Aktive aus dem öffentlichen Gesundheitswesen warnten in New York vor der Ausbreitung von Epidemien auf Grund des Klimawandels; Antikriegsaktivisten stellten den Zusammenhang zwischen der globalen Erwärmung und dem Erdöl im Nahen Osten und in Afrika her und verwiesen auf die Kriege um Wasser; Demokratieaktivisten zeigten den unheilvollen Einfluss der Brüder Koch (die zweitgrößte nicht börsennotierte Gesellschaft in den USA) und anderer Kohlemagnaten in Washington und in den Hauptstädten der Bundesstaaten auf. Die Beispiele ließen sich zu Dutzenden ergänzen.
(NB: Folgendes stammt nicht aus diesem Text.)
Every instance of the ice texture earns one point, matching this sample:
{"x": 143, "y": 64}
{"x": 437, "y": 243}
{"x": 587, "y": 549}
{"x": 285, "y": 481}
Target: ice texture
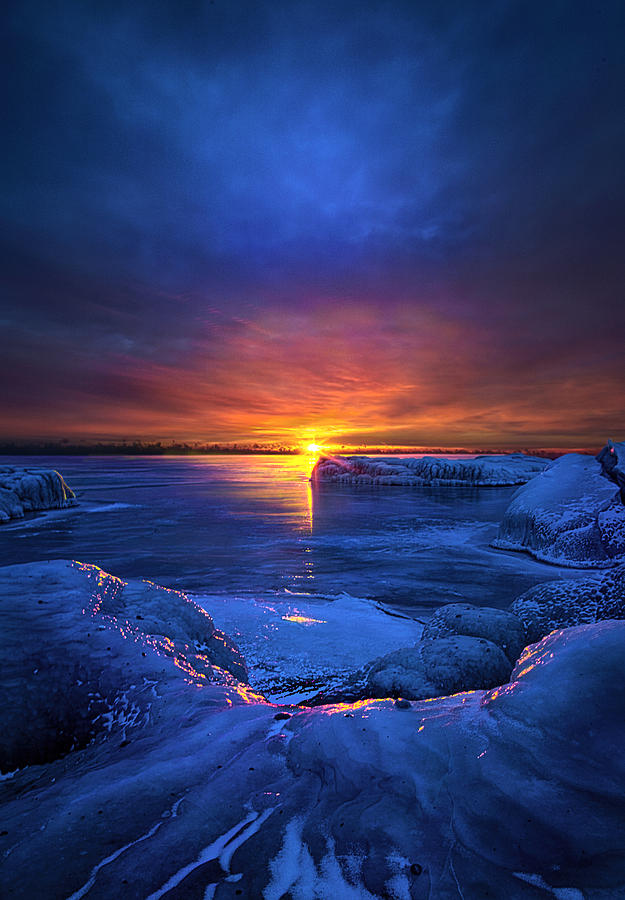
{"x": 561, "y": 604}
{"x": 612, "y": 461}
{"x": 501, "y": 627}
{"x": 570, "y": 514}
{"x": 295, "y": 645}
{"x": 29, "y": 490}
{"x": 82, "y": 651}
{"x": 512, "y": 792}
{"x": 514, "y": 468}
{"x": 438, "y": 667}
Die Hauptforderung der Aktivisten war: Die Emissionen müssen zurückgefahren werden und die Regierungen einen alternativen Entwicklungspfad finanzieren. Selbst nach sechs Stunden Demobeobachtung habe ich nirgendwo ein Schild gefunden, das eine der bei Industrie und Regierungen so beliebten falschen Lösungen gefordert hätte: Emissionshandel, CO2-Speicherung, Schwefel in die Atmosphäre (um sie zu kühlen), Algenmeere in die Ozeane (um das CO2 zu absorbieren), Agrosprit, Atomkraft, genmanipulierte Organismen und anderer Betrug dieser Art.

Ökosozialisten und Anarchisten gaben den Ton an und brachten immer wieder antikapitalistische Parolen auf. Niemand glaubt, dass das Problem gelöst werden kann, indem Kohle teuer gemacht wird.

Am Tag nach dem Marsch trafen sich noch etliche tausend entschlossenere Aktive zum «Wall Street fluten», was Occupy Wall Street vorbereitet hatte. 3000 von ihnen besetzten von 9 Uhr morgens bis 6 Uhr abends erst den Battery Park an der Südspitze Manhattans und dann sieben Stunden lang den Broadway, dort wo die Skulptur des Wall-Street-Bullen steht. Die Polizei verhaftete hundert Leute, verkniff es sich aber, unter dem Auge der Weltöffentlichkeit die Demonstration anzugreifen.

Patrick Bond ist Direktor am Center for Civil Society der Universität KwaZulu-Natal im Osten Südafrikas.